Press TV – More than 130 Bahraini scholars have strongly condemned the recent visit by an inter-faith group of residents from the tiny Persian Gulf kingdom to the occupied Palestinian lands, describing it as “unjustified” especially in the wake of US President Donald Trump’s recognition of Jerusalem al-Quds as Israel’s capital.
The scholars, in a statement released on Sunday, decried any attempts by the ruling Al Khalifah regime aimed at normalization of diplomatic relations with “the usurper Zionist regime (of Israel).”
“We feel a strong sense of religious responsibility to categorically reject any form of normalization of ties with the Zionist entity. We strongly condemn such a move,” the statement pointed out.
Meanwhile, Bahrain’s dissolved main opposition bloc, the al-Wefaq National Islamic Society, has censured any bid by the Manama regime to establish ties with Israel.
The group emphasized that any such effort is a betrayal of the Palestinian cause.
A Bahraini civil society group, which calls itself “This is Bahrain”, has defended sending a delegation to Israel in a statement published by Bahrain’s state news agency BNA.
The group said the visit was a private initiative to “Israel and occupied Jerusalem al-Quds,” and had the backing of Bahraini monarch King Hamad bin Isa bin Salman Al Khalifah.
The controversial visit has prompted the hashtag #Bahrain_resists_normalisation, in which twitter users declaring their opposition to what some called an “act of treason” against Palestinians and Bahrainis.
The trip came as US President Donald Trump announced his decision to recognize Jerusalem al-Quds as Israel’s capital and relocate the US embassy in the occupied lands from Tel Aviv to Jerusalem al-Quds on December 6.

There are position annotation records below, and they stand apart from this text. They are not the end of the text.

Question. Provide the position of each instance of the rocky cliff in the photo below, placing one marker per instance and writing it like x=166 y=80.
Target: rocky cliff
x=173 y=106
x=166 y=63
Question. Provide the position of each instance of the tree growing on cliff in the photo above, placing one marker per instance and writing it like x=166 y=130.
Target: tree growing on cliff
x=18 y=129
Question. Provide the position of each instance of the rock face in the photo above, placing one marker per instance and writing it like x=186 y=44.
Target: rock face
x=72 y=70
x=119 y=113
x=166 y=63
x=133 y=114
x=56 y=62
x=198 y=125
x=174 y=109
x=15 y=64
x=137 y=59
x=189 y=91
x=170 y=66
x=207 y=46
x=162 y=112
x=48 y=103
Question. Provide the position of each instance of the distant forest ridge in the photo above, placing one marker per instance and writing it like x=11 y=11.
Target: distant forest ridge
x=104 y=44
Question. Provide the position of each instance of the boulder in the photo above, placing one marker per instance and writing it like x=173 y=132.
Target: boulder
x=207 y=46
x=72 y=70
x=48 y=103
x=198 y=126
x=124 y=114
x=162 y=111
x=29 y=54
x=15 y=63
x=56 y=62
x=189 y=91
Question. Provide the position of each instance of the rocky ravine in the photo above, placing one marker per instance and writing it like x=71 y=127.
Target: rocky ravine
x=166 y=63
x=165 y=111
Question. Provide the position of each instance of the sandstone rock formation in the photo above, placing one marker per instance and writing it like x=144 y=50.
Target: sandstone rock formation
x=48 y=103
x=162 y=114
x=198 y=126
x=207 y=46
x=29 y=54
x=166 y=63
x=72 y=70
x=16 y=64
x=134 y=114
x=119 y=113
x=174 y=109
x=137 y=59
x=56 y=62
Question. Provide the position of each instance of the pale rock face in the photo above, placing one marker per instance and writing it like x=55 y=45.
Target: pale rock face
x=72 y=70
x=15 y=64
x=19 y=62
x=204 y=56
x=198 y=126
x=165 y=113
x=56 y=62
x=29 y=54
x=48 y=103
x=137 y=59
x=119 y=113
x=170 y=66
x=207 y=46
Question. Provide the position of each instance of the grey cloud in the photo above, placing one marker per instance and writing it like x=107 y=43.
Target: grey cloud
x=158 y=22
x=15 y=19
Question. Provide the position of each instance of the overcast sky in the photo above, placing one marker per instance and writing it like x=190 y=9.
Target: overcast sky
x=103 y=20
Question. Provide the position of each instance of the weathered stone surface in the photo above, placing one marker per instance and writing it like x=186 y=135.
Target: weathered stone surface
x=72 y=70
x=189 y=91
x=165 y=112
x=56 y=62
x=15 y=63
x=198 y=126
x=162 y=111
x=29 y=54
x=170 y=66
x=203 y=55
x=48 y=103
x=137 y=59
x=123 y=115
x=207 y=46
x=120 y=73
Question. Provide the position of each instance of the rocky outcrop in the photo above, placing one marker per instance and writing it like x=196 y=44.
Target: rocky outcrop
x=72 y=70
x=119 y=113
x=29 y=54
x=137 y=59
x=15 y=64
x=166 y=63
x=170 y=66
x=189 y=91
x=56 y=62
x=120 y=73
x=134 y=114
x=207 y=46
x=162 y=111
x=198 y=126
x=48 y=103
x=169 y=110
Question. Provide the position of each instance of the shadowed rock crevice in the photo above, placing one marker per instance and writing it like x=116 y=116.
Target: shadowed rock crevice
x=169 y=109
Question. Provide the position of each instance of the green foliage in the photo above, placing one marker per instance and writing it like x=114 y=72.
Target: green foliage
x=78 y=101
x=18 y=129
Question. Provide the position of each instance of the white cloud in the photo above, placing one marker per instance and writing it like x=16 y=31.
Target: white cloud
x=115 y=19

The dramatic shift in Washington’s Jerusalem al-Quds policy triggered demonstrations in the occupied Palestinian territories, Iran, Turkey, Egypt, Jordan, Tunisia, Algeria, Iraq, Morocco and other Muslim countries.
On Sunday, violent clashes erupted outside the US Embassy in the Lebanese capital city of Beirut during a protest against US president’s decision to officially recognize Jerusalem al-Quds as Israel’s capital.
Demonstrators burnt tires as well as the US and Israeli flags as they pushed to break through a barbed wire erected by security forces around the embassy complex.
Security forces fired tear gas and water cannon to disperse the angry protesters.
Jerusalem al-Quds remains at the core of the Israeli–Palestinian conflict, with Palestinians hoping that the eastern part of the city would eventually serve as the capital of a future independent Palestinian state.